Obtaining up-to-date list of US ZIP Codes with Latitude and Longitude Geocodes?
ZIP codes are a habitually abused geography. It's understandable that people want to use them because they are so visible and well-known but they aren't well suited to any use outside the USPS. ZIP codes aren't associated with polygons, they are associated with carrier routes and the USPS doesn't like to share those. Some ZIP codes are points e.g. a ZIP code may be associated with a post office, a university or a large corporate complex. They are used to deliver mail.
The Census Bureau creates ZIP Code Tabulation Areas (ZCTA) based on their address database. If it's appropriate to your work you could try taking the centroid of the ZCTAs. ZCTA Geography from the 2010 Census is available on the Census Bureau website.
See also: ZIP Code Geography and Mapping
Try this: http://download.geonames.org/export/zip/
It is licensed under a Creative Commons Attribution 3.0 License. They even have zip codes of various other countries around the world.
One thing not mentioned, but very important, is that the Census data is not a complete list of all ZIP Codes (ZCTAs). It is a list of ZCTAs that have a population, so PO Boxes, etc. are not in the data. There are about 42,000 ZIP Codes and about 33,000 ZCTAs.
For a complete file and true accuracy, you'll want to get a commercial product such as what Puddleglum mentioned.

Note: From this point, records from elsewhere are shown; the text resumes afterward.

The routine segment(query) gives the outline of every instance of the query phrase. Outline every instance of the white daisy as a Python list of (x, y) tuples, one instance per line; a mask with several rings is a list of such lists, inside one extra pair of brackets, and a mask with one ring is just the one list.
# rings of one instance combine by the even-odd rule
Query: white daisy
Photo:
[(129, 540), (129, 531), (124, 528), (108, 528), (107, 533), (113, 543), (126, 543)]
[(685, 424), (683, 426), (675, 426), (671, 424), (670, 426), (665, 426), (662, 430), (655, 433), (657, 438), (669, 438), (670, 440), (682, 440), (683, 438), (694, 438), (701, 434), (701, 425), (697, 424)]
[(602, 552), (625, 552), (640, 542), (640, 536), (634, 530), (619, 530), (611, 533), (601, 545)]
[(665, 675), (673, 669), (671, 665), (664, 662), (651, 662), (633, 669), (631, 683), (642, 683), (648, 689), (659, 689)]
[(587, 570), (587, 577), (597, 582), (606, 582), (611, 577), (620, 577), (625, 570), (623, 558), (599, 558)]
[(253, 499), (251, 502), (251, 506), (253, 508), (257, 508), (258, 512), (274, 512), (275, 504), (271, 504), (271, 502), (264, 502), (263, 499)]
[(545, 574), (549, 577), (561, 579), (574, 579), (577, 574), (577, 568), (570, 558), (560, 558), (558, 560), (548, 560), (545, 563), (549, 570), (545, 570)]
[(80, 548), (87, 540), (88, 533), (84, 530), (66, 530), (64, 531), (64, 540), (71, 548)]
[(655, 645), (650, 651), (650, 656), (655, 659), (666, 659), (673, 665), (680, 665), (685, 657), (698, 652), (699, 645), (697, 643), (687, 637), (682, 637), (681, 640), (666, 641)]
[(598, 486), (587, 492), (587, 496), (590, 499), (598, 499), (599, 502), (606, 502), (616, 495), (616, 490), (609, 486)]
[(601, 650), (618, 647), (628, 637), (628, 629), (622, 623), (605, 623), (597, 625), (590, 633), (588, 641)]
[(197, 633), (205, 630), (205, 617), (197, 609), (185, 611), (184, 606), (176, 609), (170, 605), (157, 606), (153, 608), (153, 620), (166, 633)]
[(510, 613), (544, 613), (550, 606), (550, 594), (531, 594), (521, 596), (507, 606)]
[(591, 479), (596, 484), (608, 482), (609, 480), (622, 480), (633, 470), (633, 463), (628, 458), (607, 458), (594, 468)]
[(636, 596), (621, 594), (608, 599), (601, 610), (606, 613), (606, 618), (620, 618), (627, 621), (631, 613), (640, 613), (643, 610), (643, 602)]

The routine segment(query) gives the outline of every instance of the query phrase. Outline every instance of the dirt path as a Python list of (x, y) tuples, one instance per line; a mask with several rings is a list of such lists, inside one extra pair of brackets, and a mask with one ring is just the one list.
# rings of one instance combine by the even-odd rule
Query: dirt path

One last thing not mentioned: all coordinates are not created equal! We've seen some very popular databases off by over 20 miles in the congested Northeast! Ask vendors to give you a sample of data in your area (not their standard demo file) and use a free product such as ArcGIS Explorer to verify (you can download a ZIP Code boundaries layer from their web server, ArcGIS Online, for free!)